USPS spent $110 million reprocessing mail they had misrouted over seven months in 2020
A new inspector general report details the basic workplace failures that have resulted in costly efforts to redirect misrouted mail.
The Facts Inside Our Reporter’s Notebook
The Golden Horseshoe is a weekly designation from Just the News intended to highlight egregious examples of wasteful taxpayer spending by the government. The ward is named for the horseshoe-shaped toilet seats for military airplanes that cost the Pentagon a whopping $640 each back in the 1980s.
This week, our award is going to the United States Postal Service (USPS) for spending $110 million over seven months in 2020 attempting to reprocess, rehandle, and redirect misrouted mail.
According to an inspector general report released last week, a recent audit of the mail agency identified "misrouted mail as the number one cause for service failure." Three of the inspector general's main recommendations suggest just how avoidable most of last year's misrouted mail mishaps really were.

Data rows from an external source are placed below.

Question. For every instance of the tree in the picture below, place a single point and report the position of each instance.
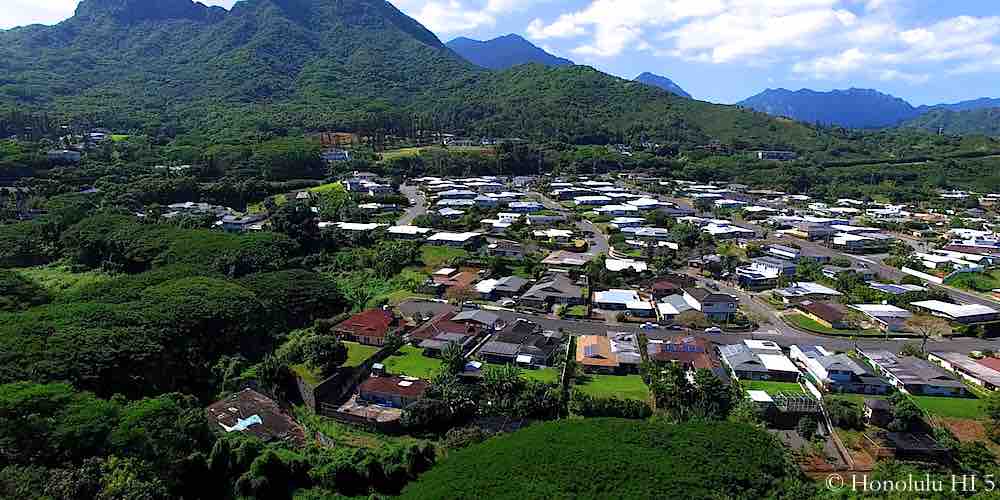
(992, 409)
(297, 221)
(452, 358)
(692, 319)
(807, 427)
(501, 385)
(928, 327)
(324, 353)
(906, 415)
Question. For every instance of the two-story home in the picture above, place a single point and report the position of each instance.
(715, 306)
(837, 372)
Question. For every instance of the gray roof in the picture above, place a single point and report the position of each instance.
(841, 362)
(476, 315)
(499, 348)
(557, 286)
(740, 357)
(511, 283)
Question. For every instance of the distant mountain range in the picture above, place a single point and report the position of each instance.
(866, 108)
(504, 52)
(663, 83)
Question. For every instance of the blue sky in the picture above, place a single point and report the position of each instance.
(925, 51)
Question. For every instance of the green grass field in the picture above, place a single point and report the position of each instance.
(979, 282)
(951, 407)
(59, 279)
(620, 386)
(806, 323)
(410, 361)
(434, 256)
(358, 353)
(326, 188)
(772, 388)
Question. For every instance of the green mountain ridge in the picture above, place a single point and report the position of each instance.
(172, 67)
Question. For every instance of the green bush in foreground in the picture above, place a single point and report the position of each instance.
(614, 458)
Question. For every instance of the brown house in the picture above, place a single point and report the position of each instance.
(369, 327)
(827, 314)
(255, 414)
(396, 392)
(593, 353)
(443, 323)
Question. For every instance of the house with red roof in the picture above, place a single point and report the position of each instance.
(368, 327)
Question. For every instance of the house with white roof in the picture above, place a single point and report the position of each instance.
(458, 240)
(888, 318)
(805, 290)
(758, 360)
(623, 222)
(556, 235)
(623, 300)
(645, 203)
(409, 232)
(966, 314)
(617, 210)
(592, 200)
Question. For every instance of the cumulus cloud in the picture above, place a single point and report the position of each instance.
(456, 16)
(24, 12)
(815, 38)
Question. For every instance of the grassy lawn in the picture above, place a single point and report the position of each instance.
(326, 188)
(541, 374)
(306, 373)
(950, 407)
(350, 436)
(434, 256)
(358, 353)
(620, 386)
(855, 398)
(979, 282)
(59, 279)
(772, 388)
(806, 323)
(550, 375)
(410, 361)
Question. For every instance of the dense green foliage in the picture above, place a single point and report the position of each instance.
(598, 458)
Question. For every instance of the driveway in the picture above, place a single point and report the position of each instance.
(418, 204)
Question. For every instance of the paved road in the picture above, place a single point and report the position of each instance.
(598, 242)
(418, 204)
(779, 332)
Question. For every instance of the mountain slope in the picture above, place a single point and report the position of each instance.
(985, 121)
(663, 83)
(173, 68)
(853, 108)
(974, 104)
(504, 52)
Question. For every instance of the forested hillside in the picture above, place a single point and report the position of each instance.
(169, 67)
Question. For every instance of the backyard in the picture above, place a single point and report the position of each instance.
(806, 323)
(358, 353)
(410, 361)
(969, 408)
(607, 386)
(58, 279)
(772, 388)
(434, 257)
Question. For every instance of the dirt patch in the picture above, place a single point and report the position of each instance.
(965, 430)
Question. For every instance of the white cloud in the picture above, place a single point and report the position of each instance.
(24, 12)
(815, 38)
(456, 16)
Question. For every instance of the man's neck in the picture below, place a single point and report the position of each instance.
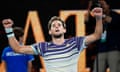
(58, 41)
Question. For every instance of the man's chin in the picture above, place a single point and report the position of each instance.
(57, 36)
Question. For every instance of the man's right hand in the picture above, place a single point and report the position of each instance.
(7, 23)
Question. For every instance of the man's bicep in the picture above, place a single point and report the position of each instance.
(89, 39)
(26, 50)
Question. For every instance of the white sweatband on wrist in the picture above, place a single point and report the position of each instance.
(10, 35)
(8, 30)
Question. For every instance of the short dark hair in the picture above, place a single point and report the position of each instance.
(18, 31)
(53, 19)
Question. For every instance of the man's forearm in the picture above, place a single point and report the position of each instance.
(99, 27)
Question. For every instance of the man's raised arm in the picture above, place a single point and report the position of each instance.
(7, 23)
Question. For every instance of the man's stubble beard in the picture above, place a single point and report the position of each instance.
(58, 36)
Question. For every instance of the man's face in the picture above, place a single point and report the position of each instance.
(57, 28)
(104, 5)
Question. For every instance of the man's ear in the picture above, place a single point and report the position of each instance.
(65, 30)
(49, 32)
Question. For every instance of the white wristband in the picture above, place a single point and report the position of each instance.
(8, 30)
(10, 35)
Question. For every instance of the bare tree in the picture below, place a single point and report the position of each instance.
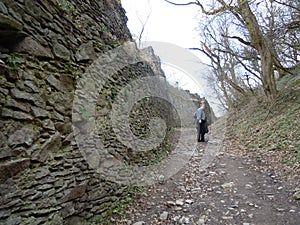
(255, 31)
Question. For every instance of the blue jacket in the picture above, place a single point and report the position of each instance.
(199, 115)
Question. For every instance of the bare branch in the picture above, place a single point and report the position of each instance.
(182, 4)
(239, 39)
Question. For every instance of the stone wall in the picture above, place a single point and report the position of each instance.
(45, 48)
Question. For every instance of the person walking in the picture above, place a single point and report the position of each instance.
(200, 122)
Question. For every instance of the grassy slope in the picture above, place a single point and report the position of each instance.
(268, 131)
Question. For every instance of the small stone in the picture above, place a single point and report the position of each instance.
(179, 202)
(189, 201)
(227, 185)
(85, 52)
(26, 135)
(39, 112)
(161, 179)
(61, 51)
(184, 220)
(164, 216)
(202, 220)
(171, 203)
(139, 223)
(296, 196)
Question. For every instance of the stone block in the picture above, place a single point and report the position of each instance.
(85, 52)
(53, 144)
(15, 114)
(32, 97)
(24, 136)
(12, 168)
(61, 52)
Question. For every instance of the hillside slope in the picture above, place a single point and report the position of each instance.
(268, 130)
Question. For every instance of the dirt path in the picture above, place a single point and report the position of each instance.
(216, 187)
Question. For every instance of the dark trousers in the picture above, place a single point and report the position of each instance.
(201, 131)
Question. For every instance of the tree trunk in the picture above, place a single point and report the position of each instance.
(259, 42)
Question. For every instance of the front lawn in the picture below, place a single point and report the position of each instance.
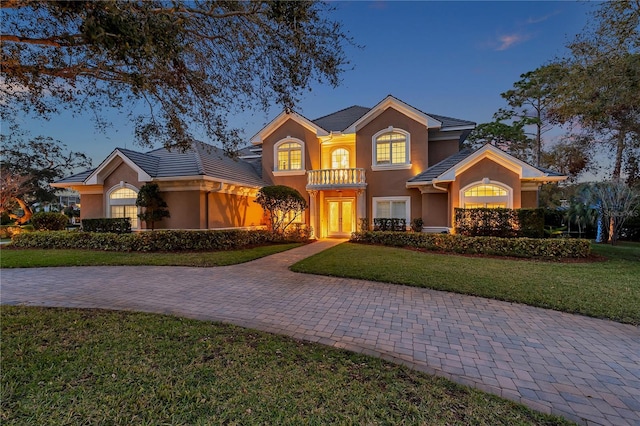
(31, 258)
(603, 289)
(64, 366)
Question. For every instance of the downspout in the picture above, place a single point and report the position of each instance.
(434, 184)
(206, 203)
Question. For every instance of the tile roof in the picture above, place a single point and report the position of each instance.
(340, 120)
(441, 167)
(78, 177)
(450, 121)
(200, 160)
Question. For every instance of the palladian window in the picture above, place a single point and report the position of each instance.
(290, 156)
(122, 203)
(340, 159)
(488, 195)
(391, 149)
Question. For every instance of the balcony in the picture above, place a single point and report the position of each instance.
(336, 179)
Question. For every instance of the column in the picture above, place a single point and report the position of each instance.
(361, 211)
(313, 214)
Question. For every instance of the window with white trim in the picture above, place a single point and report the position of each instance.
(392, 207)
(289, 156)
(391, 149)
(488, 195)
(340, 159)
(122, 203)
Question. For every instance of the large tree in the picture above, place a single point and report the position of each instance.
(599, 84)
(510, 138)
(28, 167)
(529, 101)
(177, 65)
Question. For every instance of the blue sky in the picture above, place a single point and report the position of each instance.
(447, 58)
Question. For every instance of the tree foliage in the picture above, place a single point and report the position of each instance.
(183, 64)
(155, 208)
(510, 138)
(529, 102)
(615, 202)
(282, 204)
(598, 85)
(27, 169)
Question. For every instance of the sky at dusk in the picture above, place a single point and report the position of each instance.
(447, 58)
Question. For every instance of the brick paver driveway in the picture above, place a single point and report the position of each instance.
(585, 369)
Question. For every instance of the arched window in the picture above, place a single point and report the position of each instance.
(391, 149)
(289, 156)
(486, 194)
(121, 202)
(340, 159)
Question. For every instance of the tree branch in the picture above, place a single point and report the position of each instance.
(65, 40)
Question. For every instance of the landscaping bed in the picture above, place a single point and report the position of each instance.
(543, 248)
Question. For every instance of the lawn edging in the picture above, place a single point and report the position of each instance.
(544, 248)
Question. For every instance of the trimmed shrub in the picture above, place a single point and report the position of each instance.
(389, 224)
(121, 225)
(416, 224)
(49, 221)
(500, 222)
(148, 241)
(517, 247)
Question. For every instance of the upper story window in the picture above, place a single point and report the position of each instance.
(391, 149)
(122, 203)
(340, 159)
(289, 157)
(485, 194)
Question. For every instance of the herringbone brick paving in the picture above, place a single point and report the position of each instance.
(584, 369)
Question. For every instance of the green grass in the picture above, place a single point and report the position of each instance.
(62, 366)
(31, 258)
(604, 289)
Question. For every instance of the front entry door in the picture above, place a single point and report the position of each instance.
(340, 217)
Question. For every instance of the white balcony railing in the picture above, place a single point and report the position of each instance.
(336, 178)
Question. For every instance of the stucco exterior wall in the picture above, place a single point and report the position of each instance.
(441, 149)
(229, 210)
(435, 209)
(486, 168)
(388, 183)
(92, 206)
(311, 154)
(184, 207)
(122, 173)
(529, 199)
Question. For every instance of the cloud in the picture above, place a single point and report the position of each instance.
(509, 40)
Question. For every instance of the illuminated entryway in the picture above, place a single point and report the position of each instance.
(340, 217)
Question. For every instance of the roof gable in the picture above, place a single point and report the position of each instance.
(259, 137)
(141, 163)
(448, 169)
(340, 120)
(392, 102)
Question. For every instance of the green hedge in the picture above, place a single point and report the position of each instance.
(146, 241)
(505, 223)
(517, 247)
(8, 231)
(120, 225)
(389, 224)
(49, 221)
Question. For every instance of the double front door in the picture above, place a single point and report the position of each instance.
(340, 212)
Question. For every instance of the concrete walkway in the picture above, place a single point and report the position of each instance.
(584, 369)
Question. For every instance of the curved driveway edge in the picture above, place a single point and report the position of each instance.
(585, 369)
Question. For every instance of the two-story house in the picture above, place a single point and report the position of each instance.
(357, 164)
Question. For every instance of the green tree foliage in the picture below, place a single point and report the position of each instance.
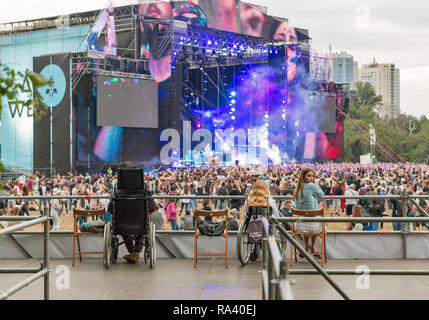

First, the inspector general suggests that management provide written reminders to employees to "remove old routing labels from mail trays and bags before reuse" lest packages end up, predictably enough, at the wrong place.
Second, the report recommends requiring supervisors to ensure that employees follow "standard work instructions" for sorting machines because if the machines are not properly calibrated, packages end up missing their intended mail bins and wind up instead on the floor of the processing facility.
Third, the report advises Postal Service management to reinforce the policy requiring employees remove bins timely from processing machines to prevent overflow" lest incoming mail pieces "be deflected into the wrong mail bin."
Postal Service management mostly agreed with the recommendations of the inspector general's office, undertaking to communicate with employees to reinforce standard operating procedures and policies regarding, for example, removal of old routing labels and prompt removal of mail bins from processing machines. However, management seems to be in no particular hurry to bring employee performance into compliance with relevant standards and policies — setting a target implementation date for some of these recommendations of Aug. 31, 2021.
A full six months to deliver the message that postal employees should not let mail bins overflow: Is it any wonder the postal service has a hard time delivering your mail on time?